Dear Editor,

We read with great interest the article of Saku and colleagues in a recent issue of the journal [1]. The authors performed a retrospective cohort study on 861 patients undergoing total knee arthroplasty and concluded that knee pain was the second most common reason for re-admission accounting for 14.1% of total re-admissions. The authors should be congratulated for performing a well-designed study in an important topic (e.g., hospital re-admissions) in patients undergoing surgery [2, 3]. In addition, the current emphasis on use of multimodal analgesic strategies to enhance recovery across many surgical procedures makes the topic timely in peri-operative medicine [4, 5].

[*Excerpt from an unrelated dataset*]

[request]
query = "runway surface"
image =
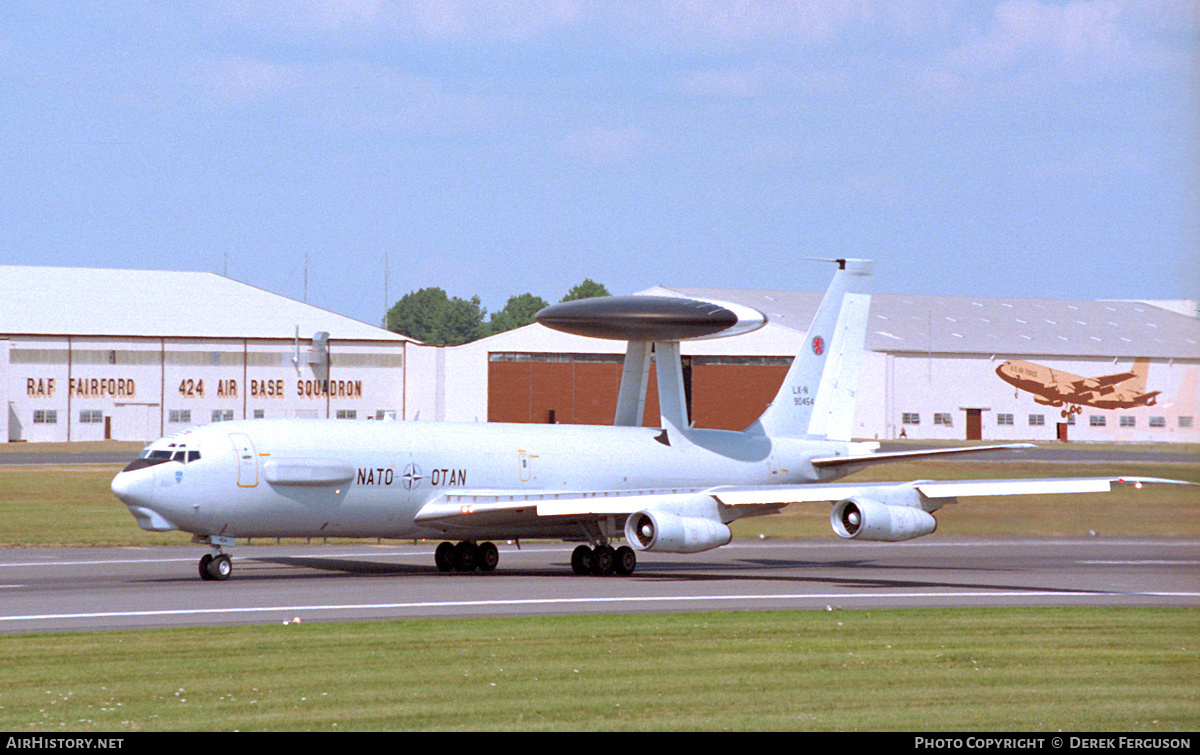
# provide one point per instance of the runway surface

Although the study of Saku et al. was well conducted, there are some questions regarding the study that need to be clarified by the authors. First, the authors’ data revealed 116 unplanned re-admissions but they examined more than 20 predictor variables in their analysis leading to a substantial overfitting of the model. The authors did not provide any explanation or evaluation for this problem. Secondly, there is no analysis of post-operative analgesic strategies which may be the main factor leading to pain-related re-admissions and a significant confounder for the study results. Lastly, education and health literacy may have also been linked to hospital re-admissions in other clinical settings [6]. Nonetheless, these variables were not evaluated in the model.

We would welcome some comments to address the aforementioned issues as they were not discussed by the authors. This would help to further validate the findings of this important clinical study.